I hang up the phone and that’s it—the shift is over. My ducks are all in a row and I can leave. Candace, Irving, Mr. Hampton, Sheila, and even Dorothy are no longer my patients. I am leaving, leaving, leaving. Another nurse, another good-hearted overworked soul in white will take over: night shift. And then tomorrow morning I’ll be back.

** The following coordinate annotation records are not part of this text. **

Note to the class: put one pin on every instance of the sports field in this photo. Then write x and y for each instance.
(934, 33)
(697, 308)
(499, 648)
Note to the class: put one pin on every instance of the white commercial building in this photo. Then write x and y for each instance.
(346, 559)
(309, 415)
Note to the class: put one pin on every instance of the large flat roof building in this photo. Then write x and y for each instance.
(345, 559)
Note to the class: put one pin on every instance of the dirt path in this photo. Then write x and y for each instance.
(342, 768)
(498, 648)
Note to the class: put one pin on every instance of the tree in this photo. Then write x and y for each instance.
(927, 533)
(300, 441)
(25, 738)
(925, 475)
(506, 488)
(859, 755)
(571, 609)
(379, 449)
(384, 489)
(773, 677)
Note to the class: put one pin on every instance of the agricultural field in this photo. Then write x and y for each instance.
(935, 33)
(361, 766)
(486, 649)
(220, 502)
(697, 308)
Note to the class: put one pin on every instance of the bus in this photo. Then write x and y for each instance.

But for now I do not think about tomorrow. Now is now and I am leaving. I prop my portable phone into one of the chargers at the nurses’ station and am about to toss my papers in the shredder when I remember I may want them tomorrow. Throwing away my notes at the end of the shift always feels definitive, but it also makes me a little regretful. Legal requirements about patient confidentiality demand that my record of a day’s work ends up as thin strips of cheap copy paper, confetti made from the records of four discrete people’s lives.
Holding my notes, I head to the locker room and run into the owlish intern taking care of Mr. Hampton. He stops in the hall, head slightly bent, shoulders turned inward, exactly how he looked this morning. “He’s doing OK with the Rituxan?” he asks. His voice is low and soft and he blinks at me behind his thick glasses.
“He’s doing incredibly well,” I tell him, explaining that Mr. Hampton stopped needing the oxygen, that he sat up on his own in bed, his confusion diminished, and enthusiastically took part in conversation. I smile and the intern, his slightly woebegone expression unchanged, focuses on my face as I keep talking. “I was so worried about him, and he did great.”
“Well,” he says, “If we could know the future our jobs would be a lot easier.” He briefly makes full eye contact and I see again what I first liked about him this morning: underneath the tiredness, the working so hard just to stay afloat, there’s a humaneness that impresses me. It surprises me to realize that I feel a bond with him and I felt it this morning, even though we had only a whisper of acquaintance informed by his workmanlike politeness and the scrupulousness that put him outside Mr. Hampton’s room early in the morning.
I smile a trace of a smile at him and then scrunch together my eyebrows, thinking, How can someone so young be so wise?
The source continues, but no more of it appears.